Automatic and Semi-Automatic Methods for Domain Knowledge-Graph Construction and Ontology Expansion

Andrey Khalov, Olga Ataeva, Natalia Tuchkova

Published: 10 Nov 2025, Last Modified: 08 May 2026AUTOMATIC DOCUMENTATION AND MATHEMATICAL LINGUISTICS Vol. 59 Suppl. 6EveryoneRevisionsCC BY 4.0

Abstract: We present a combined pipeline for knowledge-graph construction and ontology expansion. This approach creates a BIO-tagged corpus via fully automatic LLM-based pseudo-annotation and introduces dedicated UNK reserve categories to capture previously unseen classes and relations. A specialized NER/RE model is trained on a 3-million-token dataset with 92 labels.
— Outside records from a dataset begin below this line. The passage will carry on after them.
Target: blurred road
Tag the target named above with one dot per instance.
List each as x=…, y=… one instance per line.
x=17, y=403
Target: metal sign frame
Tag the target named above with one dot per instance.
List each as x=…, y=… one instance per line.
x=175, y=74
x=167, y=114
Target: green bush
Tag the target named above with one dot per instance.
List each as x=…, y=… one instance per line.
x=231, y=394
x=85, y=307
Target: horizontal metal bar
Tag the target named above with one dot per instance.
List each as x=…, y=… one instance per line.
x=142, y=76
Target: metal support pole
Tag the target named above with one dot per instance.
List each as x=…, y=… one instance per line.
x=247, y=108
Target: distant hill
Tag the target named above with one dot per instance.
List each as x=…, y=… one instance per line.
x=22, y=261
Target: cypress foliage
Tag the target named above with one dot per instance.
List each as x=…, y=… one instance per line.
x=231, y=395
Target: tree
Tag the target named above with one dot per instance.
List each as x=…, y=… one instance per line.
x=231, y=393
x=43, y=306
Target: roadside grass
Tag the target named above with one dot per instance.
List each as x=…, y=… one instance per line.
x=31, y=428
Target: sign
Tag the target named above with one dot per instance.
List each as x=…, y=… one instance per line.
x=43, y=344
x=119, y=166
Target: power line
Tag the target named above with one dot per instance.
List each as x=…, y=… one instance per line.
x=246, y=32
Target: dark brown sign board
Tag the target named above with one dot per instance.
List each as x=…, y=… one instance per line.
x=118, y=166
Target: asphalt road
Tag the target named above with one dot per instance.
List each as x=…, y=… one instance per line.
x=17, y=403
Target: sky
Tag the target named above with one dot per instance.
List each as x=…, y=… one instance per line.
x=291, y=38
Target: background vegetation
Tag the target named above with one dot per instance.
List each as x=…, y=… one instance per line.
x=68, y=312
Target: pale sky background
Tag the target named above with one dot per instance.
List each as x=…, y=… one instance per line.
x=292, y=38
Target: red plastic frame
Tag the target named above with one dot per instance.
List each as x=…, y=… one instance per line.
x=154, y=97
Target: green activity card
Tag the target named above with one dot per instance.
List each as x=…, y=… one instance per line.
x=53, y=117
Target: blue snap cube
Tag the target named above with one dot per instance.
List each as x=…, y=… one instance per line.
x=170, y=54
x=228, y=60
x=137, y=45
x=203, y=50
This model exhibits a conservative quality pro- file—high precision with moderate recall—suited for safe graph enrichment: integrating the extracted facts expands the graph to ~0.98 million triples, while the expansion ratio (total inferred facts to explicit triples) increases from 2.65 to 3.52, with logical consistency preserved. UNK label pools are converted into stable synsets, enabling semi-automatic ontology expansion; 12 new classes derived from unstructured texts were added. We also demonstrate practical value for querying and analytics using an LLM + SPARQL setup.